Parkland Theatre debuts ‘Sweeney Todd’ with biggest cast in recent years


In Parkland Theatre’s April 4 showing of “Sweeney Todd,” Matt Hester plays Sweeney Todd and Nicole Morgan plays Mrs. Lovett. The show will run until April 23 in the Harold and Jean Miner Theatre. Photo by Bryan Heaton, provided courtesy of Parkland Theatre.

Lights drenched the stage in the color of blood. The sound of a piercing whistle marked yet another murder by Sweeney Todd.

Parkland Theatre debuted its largest musical in years on April 6, showing “Sweeney Todd: The Demon Barber of Fleet Street.”

HeatherAnn Layman, Parkland Theatre’s operations manager, said two people involved in the original Broadway rendition of "Sweeney Todd" passed away recently.

Angela Lansbury, who played Mrs. Lovett in the Broadway performance, and Stephen Sondheim, the composer and writer for the musical, both died within the last two years, according to an article from “The New York Times.”

“It's just kind of wonderful that we get to do this production to kind of pay tribute to those great artists,” Layman said.

About 80 people signed up for auditions, Layman said, with 27 actors in the final performance.

“This is definitely our biggest production we’ve done this season and one of the bigger productions we’ve probably done in quite some time,” Layman said.

“Sweeney Todd” was Parkland Theatre’s last show for its 2022-2023 season.

To bolster the crowd, Layman said the theater offered season passes and opening night tickets at a discounted price.

“I’m hoping for a sellout (opening night),” Layman said. “We’ve got some wonderful local talent in this show, and so we really hope the community comes out to support these gifted actors.”

Students from the University of Illinois at Urbana-Champaign and Parkland College participate in Parkland Theatre shows, Layman said.

“This has been a wonderful opportunity for our students,” Layman said. “I really hope that they get to share some of that with you and with the community.”

Jeff Dare, director of the musical, said he was happy with how the show turned out.

“This is certainly the biggest and most complex show I’ve ever done,” Dare said. “It’s very exciting.”

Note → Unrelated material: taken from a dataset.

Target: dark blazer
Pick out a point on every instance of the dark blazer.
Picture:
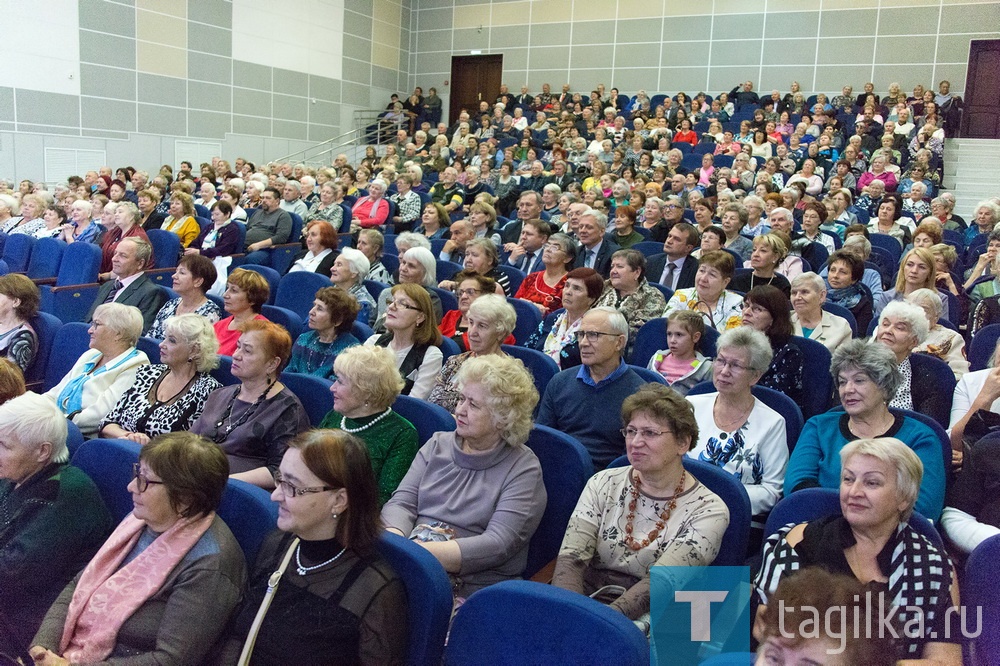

The performance was music heavy, having been written by Sondheim, he said.

“He really goes all out in making a show that is deep and complex,” Dare said.

The performance had many moving pieces and hundreds of light cues, which Parkland Theatre had the infrastructure to support, he said.

“Parkland is amazing,” Dare said. “There’s an amazing staff here at Parkland that are helping to support the technical folks, the designers, the crew members and the cast members.”

The cast members poured their energy into acting while also juggling work, he said.

“We’ve got people who are actual barbers and hairdressers in real life,” Dare said. “We’ve got teachers, we’ve got voice teachers, we’ve got people who work in media.

 “It’s kind of wonderful to see everyone come together.”